1

In TensorFlow, I'm trying to change weights during training, but get no change in the results. I've tried to disrupt the weights (set to zero), but it seems to do nothing (other than take longer to complete). What am I missing? Is there a way to manipulate W like a regular matrix/tensor during session?

from tensorflow.examples.tutorials.mnist import input_data
mnist = input_data.read_data_sets('MNIST_data', one_hot=True)

import tensorflow as tf
sess = tf.InteractiveSession()
x = tf.placeholder(tf.float32, shape=[None, 784])
y_ = tf.placeholder(tf.float32, shape=[None, 10])
W = tf.Variable(tf.zeros([784,10]), trainable=True)
W2 = tf.Variable(tf.zeros([784,10]), trainable=False)
b = tf.Variable(tf.zeros([10]))

sess.run(tf.initialize_all_variables())

y = tf.nn.softmax(tf.matmul(x,W) + b)
loss = tf.reduce_mean(tf.square(y_ - y))
train_step = tf.train.GradientDescentOptimizer(0.5).minimize(loss)

for i in range(1000):
#try to change W during training
  W = W2

  W = tf.Variable(tf.zeros([784,10]))

  W.assign(tf.Variable(tf.zeros([784,10])))

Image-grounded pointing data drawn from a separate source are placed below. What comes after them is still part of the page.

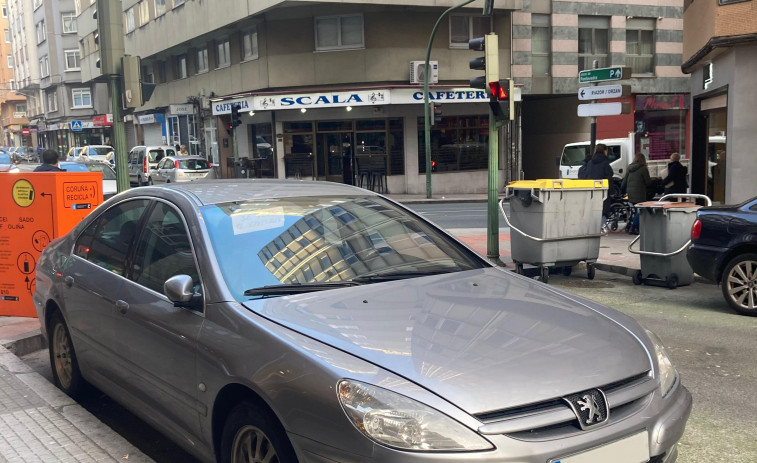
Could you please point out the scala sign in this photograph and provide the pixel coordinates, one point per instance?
(598, 75)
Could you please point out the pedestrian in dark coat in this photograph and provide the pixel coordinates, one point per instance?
(635, 184)
(675, 181)
(599, 169)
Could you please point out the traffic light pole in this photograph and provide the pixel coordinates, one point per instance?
(119, 135)
(426, 109)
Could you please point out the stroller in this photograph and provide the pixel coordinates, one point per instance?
(621, 210)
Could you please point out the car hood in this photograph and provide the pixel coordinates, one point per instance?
(482, 339)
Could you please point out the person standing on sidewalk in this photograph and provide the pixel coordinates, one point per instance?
(635, 183)
(599, 169)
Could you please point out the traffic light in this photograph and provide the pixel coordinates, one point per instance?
(489, 63)
(437, 114)
(501, 94)
(236, 118)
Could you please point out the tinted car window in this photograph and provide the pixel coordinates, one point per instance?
(163, 250)
(324, 239)
(106, 242)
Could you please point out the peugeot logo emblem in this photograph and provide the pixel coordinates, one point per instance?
(590, 407)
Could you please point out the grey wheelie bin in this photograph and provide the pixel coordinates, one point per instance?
(555, 223)
(664, 235)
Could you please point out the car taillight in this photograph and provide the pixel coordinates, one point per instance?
(696, 230)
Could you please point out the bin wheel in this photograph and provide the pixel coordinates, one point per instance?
(544, 274)
(637, 279)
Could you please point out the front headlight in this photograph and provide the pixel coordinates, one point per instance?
(400, 422)
(667, 370)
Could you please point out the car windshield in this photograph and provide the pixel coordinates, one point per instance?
(307, 240)
(99, 150)
(574, 155)
(193, 164)
(107, 171)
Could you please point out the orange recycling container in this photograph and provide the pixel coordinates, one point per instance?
(37, 207)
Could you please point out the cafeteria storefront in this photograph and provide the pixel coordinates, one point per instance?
(371, 138)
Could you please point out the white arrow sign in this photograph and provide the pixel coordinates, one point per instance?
(603, 109)
(601, 92)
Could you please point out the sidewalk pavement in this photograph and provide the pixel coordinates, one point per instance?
(39, 423)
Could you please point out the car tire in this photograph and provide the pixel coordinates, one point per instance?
(66, 374)
(252, 434)
(739, 284)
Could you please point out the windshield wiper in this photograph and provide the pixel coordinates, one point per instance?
(389, 276)
(298, 288)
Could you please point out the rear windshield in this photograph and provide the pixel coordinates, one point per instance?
(574, 155)
(156, 155)
(193, 164)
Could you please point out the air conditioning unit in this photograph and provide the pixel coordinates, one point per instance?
(418, 72)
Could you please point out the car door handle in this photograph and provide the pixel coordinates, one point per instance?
(122, 306)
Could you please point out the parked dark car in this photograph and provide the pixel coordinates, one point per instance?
(724, 250)
(289, 321)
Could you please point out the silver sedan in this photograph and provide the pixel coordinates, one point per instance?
(288, 321)
(172, 169)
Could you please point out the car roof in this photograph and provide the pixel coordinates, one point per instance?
(230, 190)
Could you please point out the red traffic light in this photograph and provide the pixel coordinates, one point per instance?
(499, 92)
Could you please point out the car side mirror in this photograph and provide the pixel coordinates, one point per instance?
(179, 290)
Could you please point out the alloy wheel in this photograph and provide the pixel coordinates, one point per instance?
(251, 445)
(62, 355)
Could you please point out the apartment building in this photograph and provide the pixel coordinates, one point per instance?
(323, 85)
(13, 120)
(720, 54)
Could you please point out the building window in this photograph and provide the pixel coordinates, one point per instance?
(129, 20)
(458, 143)
(160, 7)
(69, 23)
(202, 60)
(250, 44)
(144, 13)
(181, 67)
(72, 60)
(41, 31)
(640, 45)
(44, 67)
(541, 45)
(222, 53)
(593, 41)
(81, 98)
(52, 102)
(339, 32)
(462, 28)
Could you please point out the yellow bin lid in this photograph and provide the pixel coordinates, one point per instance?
(557, 184)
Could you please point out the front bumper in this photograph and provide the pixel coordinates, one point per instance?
(664, 419)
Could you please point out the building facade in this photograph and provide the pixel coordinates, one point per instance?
(720, 54)
(324, 86)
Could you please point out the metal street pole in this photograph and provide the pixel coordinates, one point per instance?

  batch = mnist.train.next_batch(1)

  train_step.run(feed_dict={x: batch[0], y_: batch[1]})

correct_prediction = tf.equal(tf.argmax(y,1), tf.argmax(y_,1))

accuracy = tf.reduce_mean(tf.cast(correct_prediction, tf.float32))

print(accuracy.eval(feed_dict={x: mnist.test.images, y_: mnist.test.labels}))

Accuracy remains the same (0.82).

Danny
  • 41
  • 1
  • 3
  • What are you trying to accomplish? Tensorflow uses an approach where you first build the graph, then you use a session to run it. You're not generally supposed to directly manipulate tensors during the training phase. – Aenimated1 May 02 '16 at 16:05
  • Update: If I repeat the line " y = tf.nn.softmax(tf.matmul(x,W) + b)" before changing W, results now change. Not sure what I'm missing, but it works now. – Danny May 02 '16 at 17:36
  • I'm trying to directly manipulate tensors during the training phase. Basically to add some rules and functions that aren't covered by TF, but I can easily implement with tensor math, see if it can help build better networks. – Danny May 02 '16 at 19:04
  • In that case, you may want to consider [adding a custom op](https://www.tensorflow.org/versions/r0.8/how_tos/adding_an_op/index.html). I've never done so, but I believe that's the recommended approach. Otherwise you'll probably find yourself fighting the TF library. – Aenimated1 May 02 '16 at 19:39
  • Regarding why adding the `y = tf.nn...` line changed the behavior, I can only speculate that just overwriting the variable wasn't enough to actually update the underlying graph. Perhaps the operations are happening on a separate copy than the one referenced by "W" in your code. Since directly manipulating tensors during training isn't how the TF library is intended to be used, it may behave counter-intuitively under these circumstances. – Aenimated1 May 02 '16 at 19:43

2 Answers2

0

I am not sure it's a good idea, but if you want to update W after W.assign, you need to evaluate it.

sess.run(W)

In addition, Since TensorFlow and most Neural Nets use forward/backpropagation to compute values/gradients to update weights, initializing weights with 0 kills all forward values and thus gradients. It's not a good idea.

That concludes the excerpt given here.